Having watched the film, I thought I’d get Robert Linhart’s book off the shelf and finally read it. I think I bought it in Oxford in the early 80s. To remind you, it depicts Linhart’s experience as a Maoist cadre who has chosen to get a job in a Citroen factory in Paris in order to foment “resistance”. There’s an English translation, apparently, called The Assembly-Line, long out of print.
One reason for my hesitance in reading, perhaps, is that I have quite a low opinion of Maoists, particularly Western ones, and I’m sure that Linhart had at the time all kinds of dubious opinions about the Moscow Trials or the Cultural Revolution, but there’s really none of that in the book where he comes across as a fairly generic far-leftist. Instead there’s a fascinating description by someone with real literaray talent of the human reality of mass production as it was in the 1960s and probably still is somewhere other than Europe. It aslo gives an account of the ethno-sociology of the workforce which was “multicultural” long before the rest of society meaningfully was. Possibly the best book ever written by a Maoist then.

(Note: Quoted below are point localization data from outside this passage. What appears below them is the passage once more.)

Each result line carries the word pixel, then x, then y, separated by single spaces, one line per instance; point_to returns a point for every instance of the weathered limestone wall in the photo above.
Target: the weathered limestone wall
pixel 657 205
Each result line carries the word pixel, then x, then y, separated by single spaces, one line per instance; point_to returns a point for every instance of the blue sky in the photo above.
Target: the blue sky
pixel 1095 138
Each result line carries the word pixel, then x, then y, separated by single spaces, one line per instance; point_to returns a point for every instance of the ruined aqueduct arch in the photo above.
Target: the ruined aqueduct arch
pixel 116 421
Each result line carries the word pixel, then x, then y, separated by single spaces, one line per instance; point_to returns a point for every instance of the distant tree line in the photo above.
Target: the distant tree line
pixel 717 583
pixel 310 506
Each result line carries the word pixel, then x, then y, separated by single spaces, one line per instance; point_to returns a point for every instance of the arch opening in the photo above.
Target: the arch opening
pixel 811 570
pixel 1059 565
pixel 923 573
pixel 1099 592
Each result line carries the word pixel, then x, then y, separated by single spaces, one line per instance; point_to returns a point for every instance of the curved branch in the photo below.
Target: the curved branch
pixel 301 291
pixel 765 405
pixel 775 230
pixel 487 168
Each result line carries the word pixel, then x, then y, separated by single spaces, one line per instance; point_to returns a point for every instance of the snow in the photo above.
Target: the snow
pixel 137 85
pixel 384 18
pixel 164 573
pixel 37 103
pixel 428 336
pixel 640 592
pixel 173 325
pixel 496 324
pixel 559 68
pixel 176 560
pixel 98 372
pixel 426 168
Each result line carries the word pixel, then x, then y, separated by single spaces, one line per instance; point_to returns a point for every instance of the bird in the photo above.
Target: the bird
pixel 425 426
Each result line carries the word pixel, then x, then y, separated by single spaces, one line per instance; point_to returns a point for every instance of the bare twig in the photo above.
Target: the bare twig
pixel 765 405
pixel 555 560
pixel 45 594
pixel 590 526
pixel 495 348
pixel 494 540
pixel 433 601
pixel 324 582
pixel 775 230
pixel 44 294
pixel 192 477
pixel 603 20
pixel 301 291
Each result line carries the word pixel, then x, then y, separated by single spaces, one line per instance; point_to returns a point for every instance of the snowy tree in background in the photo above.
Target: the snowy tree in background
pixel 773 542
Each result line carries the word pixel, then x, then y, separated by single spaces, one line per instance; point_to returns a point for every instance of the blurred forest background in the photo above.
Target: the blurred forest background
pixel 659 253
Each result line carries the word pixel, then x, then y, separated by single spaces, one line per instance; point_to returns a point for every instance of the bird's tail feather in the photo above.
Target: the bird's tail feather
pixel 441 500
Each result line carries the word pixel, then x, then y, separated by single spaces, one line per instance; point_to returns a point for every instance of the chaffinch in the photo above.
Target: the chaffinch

When Linhart enters the factory it is very different to how he imagined it would be, which was an assembly line shifting in short bursts as workers performed their tasks. Instead, the line moves continuously with workers running to catch up trying do their jobs quickly so they can get ahead of the game and sneak a quick cigarette or taking too long and getting tangled up with the next section. A manager puts him in the hands of a spot welder, who makes his movements with speed, precision and grace. But when that same Arab worker hands over to Linhart the novice makes a complete mess, molten solder all over the place, and he’s a danger to others and himself with his blowtorch. In a break they get chatting and he discovers that his “trainer” is graded as an unskilled worker (despite showing consummate skill) whereas he, Linhart, has been taken on at a skilled grade. But it soon becomes clear that the assignment of workers to grades has nothing to do with the skills those grades nominally represent: blacks are at the lowest unskilled level, Arabs at the higher unskilled ones, Spanish and Portuguese at the lowest tier of “skilled” and white French people like himself a notch above that, even if they can’t actually do anything. Who says there’s no such thing as “white privilege”?